Depression is a disabling, prevalent condition. Physical activity programs may assist depression management in older people, ameliorate co-morbid conditions and reduce the need for antidepressants. The UPLIFT pilot study assessed the feasibility of older depressed people attending a community-based progressive resistance training (PRT) program. The study also aimed to determine whether PRT improves depressive status in older depressed patients.
A randomised controlled trial was conducted. People aged ≥ 65 years with depressive symptoms were recruited via general practices. Following baseline assessment, subjects were randomly allocated to attend a local PRT program three times per week for 10 weeks or a brief advice control group. Follow-up assessment of depressive status, physical and psychological health, functional and quality of life status occurred post intervention and at six months.

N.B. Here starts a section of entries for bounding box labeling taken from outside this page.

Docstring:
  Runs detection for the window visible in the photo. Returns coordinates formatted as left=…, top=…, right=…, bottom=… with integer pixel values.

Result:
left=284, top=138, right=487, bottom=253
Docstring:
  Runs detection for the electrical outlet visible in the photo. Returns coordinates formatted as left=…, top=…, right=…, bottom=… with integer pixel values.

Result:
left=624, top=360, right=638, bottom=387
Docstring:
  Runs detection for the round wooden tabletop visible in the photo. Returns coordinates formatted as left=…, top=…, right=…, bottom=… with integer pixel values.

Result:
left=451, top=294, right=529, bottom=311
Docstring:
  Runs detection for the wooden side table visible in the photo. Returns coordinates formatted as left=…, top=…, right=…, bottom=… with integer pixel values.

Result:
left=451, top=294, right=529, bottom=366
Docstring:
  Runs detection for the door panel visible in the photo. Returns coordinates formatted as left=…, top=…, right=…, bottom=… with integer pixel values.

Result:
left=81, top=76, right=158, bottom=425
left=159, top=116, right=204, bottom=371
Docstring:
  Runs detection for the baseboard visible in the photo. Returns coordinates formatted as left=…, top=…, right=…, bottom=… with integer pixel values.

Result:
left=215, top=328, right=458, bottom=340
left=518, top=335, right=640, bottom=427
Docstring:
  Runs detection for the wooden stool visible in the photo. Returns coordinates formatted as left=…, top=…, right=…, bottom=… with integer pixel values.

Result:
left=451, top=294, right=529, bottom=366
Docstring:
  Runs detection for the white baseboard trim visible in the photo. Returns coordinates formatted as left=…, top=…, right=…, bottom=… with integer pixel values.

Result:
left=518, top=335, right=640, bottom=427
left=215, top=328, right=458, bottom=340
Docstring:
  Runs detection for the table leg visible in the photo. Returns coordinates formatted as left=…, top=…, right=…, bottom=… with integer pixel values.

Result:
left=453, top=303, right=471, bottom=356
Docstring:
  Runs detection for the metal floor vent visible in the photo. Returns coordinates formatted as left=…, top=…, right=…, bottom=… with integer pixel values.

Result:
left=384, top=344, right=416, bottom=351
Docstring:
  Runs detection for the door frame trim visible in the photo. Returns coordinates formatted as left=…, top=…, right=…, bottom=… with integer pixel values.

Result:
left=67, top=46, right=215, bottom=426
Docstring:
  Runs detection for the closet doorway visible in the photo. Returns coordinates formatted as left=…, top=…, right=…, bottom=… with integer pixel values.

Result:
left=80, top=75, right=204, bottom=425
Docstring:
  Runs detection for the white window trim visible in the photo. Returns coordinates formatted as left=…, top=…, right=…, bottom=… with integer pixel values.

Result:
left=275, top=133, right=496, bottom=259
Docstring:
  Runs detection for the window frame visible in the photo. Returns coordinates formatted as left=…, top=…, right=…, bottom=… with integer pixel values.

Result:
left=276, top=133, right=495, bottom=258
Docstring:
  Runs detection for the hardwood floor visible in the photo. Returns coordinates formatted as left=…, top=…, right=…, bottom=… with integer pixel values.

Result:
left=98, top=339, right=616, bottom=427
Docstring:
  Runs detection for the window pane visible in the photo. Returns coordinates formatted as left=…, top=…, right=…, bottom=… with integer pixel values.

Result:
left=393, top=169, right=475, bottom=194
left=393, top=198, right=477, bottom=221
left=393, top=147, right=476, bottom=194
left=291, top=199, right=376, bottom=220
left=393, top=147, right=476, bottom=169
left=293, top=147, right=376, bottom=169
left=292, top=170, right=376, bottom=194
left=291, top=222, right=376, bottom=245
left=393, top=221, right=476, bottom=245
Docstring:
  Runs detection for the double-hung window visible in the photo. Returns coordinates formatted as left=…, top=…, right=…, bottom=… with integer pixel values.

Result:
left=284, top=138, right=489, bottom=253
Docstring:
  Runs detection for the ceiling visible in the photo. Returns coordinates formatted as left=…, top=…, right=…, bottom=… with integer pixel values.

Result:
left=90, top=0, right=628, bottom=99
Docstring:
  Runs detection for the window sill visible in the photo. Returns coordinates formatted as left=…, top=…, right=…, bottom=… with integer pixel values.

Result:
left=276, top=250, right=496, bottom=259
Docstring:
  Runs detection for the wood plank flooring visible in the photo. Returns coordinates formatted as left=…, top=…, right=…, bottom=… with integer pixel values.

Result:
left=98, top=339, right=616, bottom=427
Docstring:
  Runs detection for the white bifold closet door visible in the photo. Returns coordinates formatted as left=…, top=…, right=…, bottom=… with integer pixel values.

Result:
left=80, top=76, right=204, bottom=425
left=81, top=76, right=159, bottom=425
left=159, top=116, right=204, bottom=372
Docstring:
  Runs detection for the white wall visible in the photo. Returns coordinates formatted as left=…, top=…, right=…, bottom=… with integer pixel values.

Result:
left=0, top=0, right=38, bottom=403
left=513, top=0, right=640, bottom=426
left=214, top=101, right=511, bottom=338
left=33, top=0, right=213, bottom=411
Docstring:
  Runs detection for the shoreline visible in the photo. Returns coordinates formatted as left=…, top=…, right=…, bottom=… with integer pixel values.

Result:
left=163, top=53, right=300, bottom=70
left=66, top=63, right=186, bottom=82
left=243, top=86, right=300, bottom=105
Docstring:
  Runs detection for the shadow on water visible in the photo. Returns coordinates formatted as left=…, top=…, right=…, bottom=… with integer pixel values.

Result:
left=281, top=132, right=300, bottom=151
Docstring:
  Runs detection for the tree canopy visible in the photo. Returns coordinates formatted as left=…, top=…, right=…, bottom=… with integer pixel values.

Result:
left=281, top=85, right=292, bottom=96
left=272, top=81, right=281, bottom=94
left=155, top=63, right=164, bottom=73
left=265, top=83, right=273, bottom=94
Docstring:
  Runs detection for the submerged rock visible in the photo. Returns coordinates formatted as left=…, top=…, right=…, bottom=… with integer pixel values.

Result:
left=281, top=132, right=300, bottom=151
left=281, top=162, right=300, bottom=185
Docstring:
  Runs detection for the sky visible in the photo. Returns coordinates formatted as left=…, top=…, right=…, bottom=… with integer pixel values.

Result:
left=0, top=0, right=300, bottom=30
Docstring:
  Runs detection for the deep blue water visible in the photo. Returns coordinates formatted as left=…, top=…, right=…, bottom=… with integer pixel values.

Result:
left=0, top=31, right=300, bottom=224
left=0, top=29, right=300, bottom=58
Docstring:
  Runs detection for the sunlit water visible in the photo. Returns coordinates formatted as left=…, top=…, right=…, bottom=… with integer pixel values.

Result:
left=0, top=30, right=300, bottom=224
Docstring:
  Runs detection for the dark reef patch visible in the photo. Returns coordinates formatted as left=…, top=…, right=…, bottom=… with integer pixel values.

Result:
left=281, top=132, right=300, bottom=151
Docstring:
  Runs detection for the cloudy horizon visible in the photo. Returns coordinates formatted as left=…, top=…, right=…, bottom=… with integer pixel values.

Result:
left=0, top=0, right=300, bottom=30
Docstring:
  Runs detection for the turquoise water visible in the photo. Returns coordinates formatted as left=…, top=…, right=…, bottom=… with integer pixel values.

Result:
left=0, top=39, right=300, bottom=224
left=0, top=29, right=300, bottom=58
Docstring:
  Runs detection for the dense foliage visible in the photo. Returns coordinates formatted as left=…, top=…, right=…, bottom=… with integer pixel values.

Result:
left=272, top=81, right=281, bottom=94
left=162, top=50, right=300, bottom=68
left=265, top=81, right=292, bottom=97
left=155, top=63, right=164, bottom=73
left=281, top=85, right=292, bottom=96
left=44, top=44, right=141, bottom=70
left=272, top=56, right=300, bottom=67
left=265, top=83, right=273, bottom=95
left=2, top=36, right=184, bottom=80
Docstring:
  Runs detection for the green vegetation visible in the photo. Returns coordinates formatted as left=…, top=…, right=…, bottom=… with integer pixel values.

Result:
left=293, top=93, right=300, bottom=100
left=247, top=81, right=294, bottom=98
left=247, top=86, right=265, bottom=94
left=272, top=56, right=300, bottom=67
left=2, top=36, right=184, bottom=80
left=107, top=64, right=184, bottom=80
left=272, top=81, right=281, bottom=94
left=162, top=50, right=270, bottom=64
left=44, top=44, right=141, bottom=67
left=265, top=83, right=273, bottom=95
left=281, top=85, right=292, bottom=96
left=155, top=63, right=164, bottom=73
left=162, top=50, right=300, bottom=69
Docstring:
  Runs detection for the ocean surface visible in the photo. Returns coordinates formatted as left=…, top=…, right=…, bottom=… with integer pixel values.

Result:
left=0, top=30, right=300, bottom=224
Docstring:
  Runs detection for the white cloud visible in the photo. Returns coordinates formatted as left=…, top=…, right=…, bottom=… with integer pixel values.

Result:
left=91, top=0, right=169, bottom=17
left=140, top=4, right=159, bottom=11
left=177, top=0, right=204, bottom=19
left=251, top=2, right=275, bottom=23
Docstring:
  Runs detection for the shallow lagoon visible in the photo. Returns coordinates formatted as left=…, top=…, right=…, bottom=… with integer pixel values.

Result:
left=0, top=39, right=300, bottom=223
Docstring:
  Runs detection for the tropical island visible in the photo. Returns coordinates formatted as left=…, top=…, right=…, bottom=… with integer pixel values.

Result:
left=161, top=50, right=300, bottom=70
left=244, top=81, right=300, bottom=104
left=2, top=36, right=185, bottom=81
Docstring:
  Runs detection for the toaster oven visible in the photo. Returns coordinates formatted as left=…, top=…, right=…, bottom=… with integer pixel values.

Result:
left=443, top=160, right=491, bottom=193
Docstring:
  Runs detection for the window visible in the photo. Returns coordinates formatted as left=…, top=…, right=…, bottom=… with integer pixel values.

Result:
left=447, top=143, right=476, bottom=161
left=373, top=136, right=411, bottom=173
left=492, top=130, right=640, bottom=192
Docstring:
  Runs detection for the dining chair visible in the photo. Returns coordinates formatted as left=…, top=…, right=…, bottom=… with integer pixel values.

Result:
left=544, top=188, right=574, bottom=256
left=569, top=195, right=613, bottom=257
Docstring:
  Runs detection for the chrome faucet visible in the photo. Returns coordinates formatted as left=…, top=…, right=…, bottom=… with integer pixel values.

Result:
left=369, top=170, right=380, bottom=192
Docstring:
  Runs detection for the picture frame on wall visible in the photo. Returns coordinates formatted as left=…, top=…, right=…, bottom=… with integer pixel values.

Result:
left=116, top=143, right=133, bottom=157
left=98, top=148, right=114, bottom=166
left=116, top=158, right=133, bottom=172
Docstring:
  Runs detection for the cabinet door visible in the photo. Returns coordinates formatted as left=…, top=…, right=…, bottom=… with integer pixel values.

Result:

Three hundred and forty six people responded to the study invitation, of whom 22% had depressive symptoms (Geriatric Depression Scale, GDS-30 score ≥ 11). Thirty two people entered the trial. There were no significant group differences on the GDS at follow-up. At six months there was a trend for the PRT intervention group to have lower GDS scores than the comparison group, but this finding did not reach significance (p = 0.08). More of the PRT group (57%) had a reduction in depressive symptoms post program, compared to 44% of the control group. It was not possible to discern which specific components of the program influenced its impact, but in post hoc analyses, improvement in depressive status appeared to be associated with the number of exercise sessions completed (r = -0.8, p < 0.01).
The UPLIFT pilot study confirmed that older people with depression can be successfully recruited to a community based PRT program. The program can be offered by existing community-based facilities, enabling its ongoing implementation for the potential benefit of other older people.